Gravey’s eyes are closed. His hair has grown down to his ass, cloaking his backmeat as it itches with such warmth. With his two longest fingers he traces on the cell’s floor the shape of the letter
S
, smearing platelets across the concrete where it holds him on the surface of the earth. Between the letter’s two endpoints, at each end of the snake of it, Gravey then traces slightly more faintly the shortest line possible between them, bisecting the body of the
S
to form a symbol like the number
8
, but flattened down one side:
.

 

The
S
shape shines in the room’s mood. From the blood begins to rise a hissing steam. There is a stench, like plastic melting. The shape begins to change.

 

Gravey moves to stand face-first against the wall.

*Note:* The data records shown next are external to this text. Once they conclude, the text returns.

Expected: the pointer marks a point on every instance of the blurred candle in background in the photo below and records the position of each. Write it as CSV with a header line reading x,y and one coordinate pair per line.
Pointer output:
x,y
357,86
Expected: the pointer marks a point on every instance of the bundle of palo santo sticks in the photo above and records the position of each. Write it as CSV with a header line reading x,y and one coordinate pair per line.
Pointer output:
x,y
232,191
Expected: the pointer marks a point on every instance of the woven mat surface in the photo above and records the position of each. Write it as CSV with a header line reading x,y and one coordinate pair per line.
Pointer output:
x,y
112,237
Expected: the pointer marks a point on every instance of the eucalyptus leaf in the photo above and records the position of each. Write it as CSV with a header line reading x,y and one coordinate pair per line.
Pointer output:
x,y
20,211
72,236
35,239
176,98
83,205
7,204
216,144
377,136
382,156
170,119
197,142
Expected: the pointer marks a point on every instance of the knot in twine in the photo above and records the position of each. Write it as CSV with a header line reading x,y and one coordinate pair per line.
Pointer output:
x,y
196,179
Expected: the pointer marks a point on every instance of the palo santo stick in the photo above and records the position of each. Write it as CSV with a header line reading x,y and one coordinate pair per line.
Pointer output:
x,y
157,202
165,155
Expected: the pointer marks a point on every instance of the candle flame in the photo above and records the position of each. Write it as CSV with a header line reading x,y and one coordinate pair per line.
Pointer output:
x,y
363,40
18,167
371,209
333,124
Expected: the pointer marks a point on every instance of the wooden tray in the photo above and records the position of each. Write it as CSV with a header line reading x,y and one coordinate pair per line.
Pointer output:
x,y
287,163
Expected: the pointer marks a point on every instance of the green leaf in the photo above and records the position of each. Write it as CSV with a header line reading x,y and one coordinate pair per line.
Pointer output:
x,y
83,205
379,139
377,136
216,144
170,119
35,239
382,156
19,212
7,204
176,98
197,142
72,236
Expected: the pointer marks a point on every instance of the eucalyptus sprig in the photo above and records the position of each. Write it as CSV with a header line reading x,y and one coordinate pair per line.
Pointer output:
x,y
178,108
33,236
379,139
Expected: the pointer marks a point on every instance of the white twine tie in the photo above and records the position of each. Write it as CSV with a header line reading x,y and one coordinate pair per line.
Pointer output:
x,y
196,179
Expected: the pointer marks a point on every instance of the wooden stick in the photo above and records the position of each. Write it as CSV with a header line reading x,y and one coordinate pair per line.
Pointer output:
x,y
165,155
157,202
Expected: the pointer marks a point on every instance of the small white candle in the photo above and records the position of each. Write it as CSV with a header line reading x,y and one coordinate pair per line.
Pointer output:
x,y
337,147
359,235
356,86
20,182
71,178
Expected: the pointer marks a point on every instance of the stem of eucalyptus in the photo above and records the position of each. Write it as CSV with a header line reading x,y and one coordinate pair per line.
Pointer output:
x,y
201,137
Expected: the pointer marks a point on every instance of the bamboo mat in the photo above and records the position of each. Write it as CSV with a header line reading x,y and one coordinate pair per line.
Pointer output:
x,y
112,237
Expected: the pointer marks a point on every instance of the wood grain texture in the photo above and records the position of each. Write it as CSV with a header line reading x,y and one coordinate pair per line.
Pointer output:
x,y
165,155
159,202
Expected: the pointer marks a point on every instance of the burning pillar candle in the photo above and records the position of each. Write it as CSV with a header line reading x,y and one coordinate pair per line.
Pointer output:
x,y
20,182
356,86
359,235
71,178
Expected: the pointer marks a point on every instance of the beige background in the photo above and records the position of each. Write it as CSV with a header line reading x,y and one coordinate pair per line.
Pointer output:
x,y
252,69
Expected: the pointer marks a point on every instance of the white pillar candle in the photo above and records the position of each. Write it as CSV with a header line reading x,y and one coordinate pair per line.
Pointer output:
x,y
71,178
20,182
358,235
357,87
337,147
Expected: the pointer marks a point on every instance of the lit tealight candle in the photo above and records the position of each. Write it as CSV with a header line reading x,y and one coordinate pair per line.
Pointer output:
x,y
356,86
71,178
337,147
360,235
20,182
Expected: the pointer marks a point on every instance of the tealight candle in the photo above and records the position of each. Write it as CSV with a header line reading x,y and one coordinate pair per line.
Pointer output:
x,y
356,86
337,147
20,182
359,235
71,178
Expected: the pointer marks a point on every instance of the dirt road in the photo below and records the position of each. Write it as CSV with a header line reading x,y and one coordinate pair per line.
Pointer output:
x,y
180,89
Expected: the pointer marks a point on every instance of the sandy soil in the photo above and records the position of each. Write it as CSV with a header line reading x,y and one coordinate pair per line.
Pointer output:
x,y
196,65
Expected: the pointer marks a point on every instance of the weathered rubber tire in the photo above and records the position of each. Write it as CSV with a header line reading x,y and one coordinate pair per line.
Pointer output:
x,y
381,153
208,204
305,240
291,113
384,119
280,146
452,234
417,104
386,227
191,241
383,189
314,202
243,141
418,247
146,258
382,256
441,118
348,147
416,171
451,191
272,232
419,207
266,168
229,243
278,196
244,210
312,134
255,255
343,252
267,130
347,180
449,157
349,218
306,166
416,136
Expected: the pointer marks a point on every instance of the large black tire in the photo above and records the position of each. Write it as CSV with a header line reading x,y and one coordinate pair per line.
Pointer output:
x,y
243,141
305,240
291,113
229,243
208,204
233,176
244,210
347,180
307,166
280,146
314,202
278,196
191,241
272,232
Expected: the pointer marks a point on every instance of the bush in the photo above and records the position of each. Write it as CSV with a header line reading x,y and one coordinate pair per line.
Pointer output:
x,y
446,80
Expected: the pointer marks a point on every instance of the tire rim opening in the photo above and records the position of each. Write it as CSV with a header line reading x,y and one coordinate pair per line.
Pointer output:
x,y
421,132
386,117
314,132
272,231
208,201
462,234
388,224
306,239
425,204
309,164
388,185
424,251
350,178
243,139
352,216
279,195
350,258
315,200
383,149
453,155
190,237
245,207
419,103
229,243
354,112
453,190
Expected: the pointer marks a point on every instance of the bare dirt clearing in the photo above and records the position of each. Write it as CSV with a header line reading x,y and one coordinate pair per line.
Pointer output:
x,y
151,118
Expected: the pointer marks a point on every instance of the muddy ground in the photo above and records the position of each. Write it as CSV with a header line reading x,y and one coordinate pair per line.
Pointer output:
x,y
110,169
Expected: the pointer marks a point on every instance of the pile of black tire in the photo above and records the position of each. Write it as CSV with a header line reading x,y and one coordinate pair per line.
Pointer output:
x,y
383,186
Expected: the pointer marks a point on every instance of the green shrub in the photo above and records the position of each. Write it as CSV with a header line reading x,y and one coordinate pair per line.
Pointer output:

His body accesses the space parallel to the room’s one locked entrance, positioned at the wall’s center. His back faces the symbol, the remainder of the room. He hums. The sound is somewhere inside his head; it is every song he’s ever heard, at once. The rooms he’d never been in. His hair rises to stand up on the air straight out in a line behind his head. The hair vibrates, emitting gold tone, harps and bells. There is a language in the stink, the sound of the smell of nowhere filling the room in impregnation. The door to the hall outside behind him sweats. The sweat is mammal blood, the musk of humans. Its shade, from certain angles, matches the pearling of the inside of a conch, houses we would never enter.

 

A light inside the room blows up. Microphones around the room for miles go mute, worms birthing in their handgrips in the hour of the anchor speaking the other language.

 

Inside the light, the door’s wall and the wall across from it change place. The door that had before upon the one wall opened into the remainder of the station now still opens onto the same building, but from the other side, forcing each room inside the building, and in the space surrounding, each instance of the air to lay inverted, in mirror image of itself.